Remark 1. Let $A$ be a finitely generated $k$-algebra and suppose that $V$ and $W$ are two generating subspaces of $A.$ Then $\displaystyle \limsup_{n\to\infty} \log_n (\dim V_n) = \limsup_{n\to\infty} \log_n (\dim W_n).$

Proof. We have $A=\bigcup_{n=0}^{\infty}V_n=\bigcup_{n=0}^{\infty}W_n.$ Since both $V$ and $W$ are finite dimensional, there exist integers $r \geq 1$ and $s \geq 1$ such that $V \subseteq W_r$ and $W \subseteq V_s.$ Thus $V_n \subseteq W_{rn}$ and $W_n \subseteq V_{sn}$ for all integers $n \geq 0.$ Now, $\dim V_n \leq \dim W_{rn}$ implies that

$\log_n (\dim V_n) \leq \log_n(\dim W_{rn})=(1+\log_n r) \log_{rn}(\dim W_{rn}).$

Taking limsup of both sides of the above inequality will give us

$\displaystyle \limsup_{n\to\infty} \log_n(\dim V_n) \leq \limsup_{n\to\infty} \log_n(\dim W_n),$

because $\displaystyle \lim_{n\to\infty} (1+ \log_n r)=1$ and

$\displaystyle \limsup_{n\to\infty} \log_{rn}(\dim W_{rn}) \leq \limsup_{n\to\infty} \log_n (\dim W_n).$

Similarly $\dim W_n \leq \dim V_{sn}$ will imply

$\displaystyle \limsup_{n\to\infty} \log_n(\dim W_n) \leq \limsup_{n\to\infty} \log_n(\dim V_n),$

which completes the proof. $\Box$

So, by the above remark, the value $\displaystyle \limsup_{n\to\infty} \log_n (\dim V_n)$ does not depend on the generaing subspace $V$ and thus the following definition makes sense.

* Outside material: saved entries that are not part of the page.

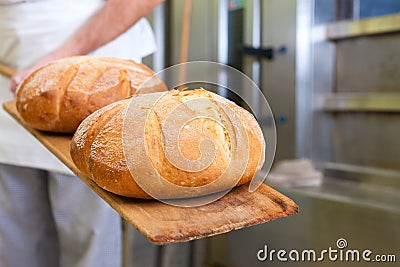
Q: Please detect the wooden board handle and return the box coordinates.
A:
[179,0,192,64]
[0,62,16,78]
[178,0,192,87]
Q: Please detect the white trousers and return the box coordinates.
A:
[0,163,121,267]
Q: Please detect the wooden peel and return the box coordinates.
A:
[178,0,192,86]
[0,62,16,78]
[2,100,298,244]
[179,0,192,64]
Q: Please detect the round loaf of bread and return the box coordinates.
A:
[71,89,265,199]
[16,56,166,133]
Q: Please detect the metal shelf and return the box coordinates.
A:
[317,93,400,112]
[321,13,400,41]
[323,162,400,188]
[275,161,400,214]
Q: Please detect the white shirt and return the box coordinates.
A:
[0,0,43,5]
[0,0,157,173]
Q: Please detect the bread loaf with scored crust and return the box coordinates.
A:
[70,89,265,199]
[16,56,166,133]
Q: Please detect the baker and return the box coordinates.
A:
[0,0,162,266]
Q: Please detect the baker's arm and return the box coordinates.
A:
[11,0,164,92]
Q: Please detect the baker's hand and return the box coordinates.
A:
[10,69,32,94]
[9,53,62,94]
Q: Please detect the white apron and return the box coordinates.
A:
[0,0,157,174]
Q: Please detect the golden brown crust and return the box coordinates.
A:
[70,89,265,199]
[16,56,167,133]
[70,100,126,177]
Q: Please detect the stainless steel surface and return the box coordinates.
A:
[217,0,228,65]
[240,0,297,160]
[310,2,337,167]
[208,151,400,267]
[326,13,400,40]
[169,0,218,64]
[152,3,167,72]
[209,179,400,266]
[331,17,400,169]
[323,162,400,188]
[242,0,260,115]
[352,0,360,20]
[259,0,297,160]
[298,1,400,169]
[251,0,261,116]
[336,32,400,93]
[318,93,400,112]
[295,0,314,158]
[331,112,400,170]
[287,177,400,214]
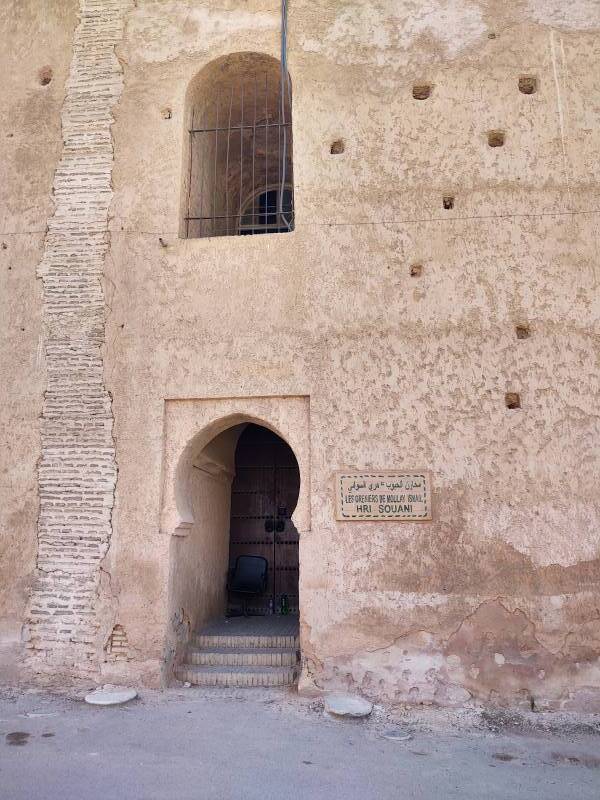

Definition. Let $A$ be a finitely generated $k$-algebra and let $V$ be a generating subspace of $A.$ The Gelfand-Kirillov dimension, or GK dimension, of $A,$ which we will  denote it by ${\rm{GKdim}}(A),$ is defined by

$\displaystyle {\rm{GKdim}}(A)=\limsup_{n\to\infty} \log_n (\dim V_n).$

The GK dimension of a algebra somehow measures how far an algebra is from being finite dimensional. We will see later that if $A$ is commutative, then the GK dimension of $A$ is nothing but the transcendence degree of $A.$

Remark 2. In the above definition if $V$ is a frame of $A,$ then $V_n=\sum_{i=0}^n V^i = V^n,$ because

$k=V^0 \subseteq V \subseteq \ldots \subseteq V^n.$

Thus we get this simple expression $\displaystyle {\rm{GKdim}}(A) = \limsup_{n\to\infty} \log_n (\dim V^n).$

1. Alex Youcis says:

Hey Yaghoub. Maybe it’s because I haven’t read enough of the after-this GK dimension posts, but what precisely is the point of it? I mean, I get roughly what it measures, but is there a typical place that GK dimension would come up?

• Yaghoub says:

Yes, GK dimension is a useful and important invariant of algebras, although it’s a relatively new subject in ring theory.
For example, if k is an algebraically closed filed and A is a finitely generated k-algebra as well as a domain, then GKdim(A) = 1 implies that A is commutative. This is an important result.
For commutative algebras GK dimension is not very interesting because it coincides with Krul dimension, which is a much more known invariant.
.

• Alex Youcis says:

Thank you! Do you do work with GK dimension?

• Yaghoub says:

Not directly. I’m working on the ring structure of the centralizer of an element in an algebra and GK dimension is a useful tool in my research.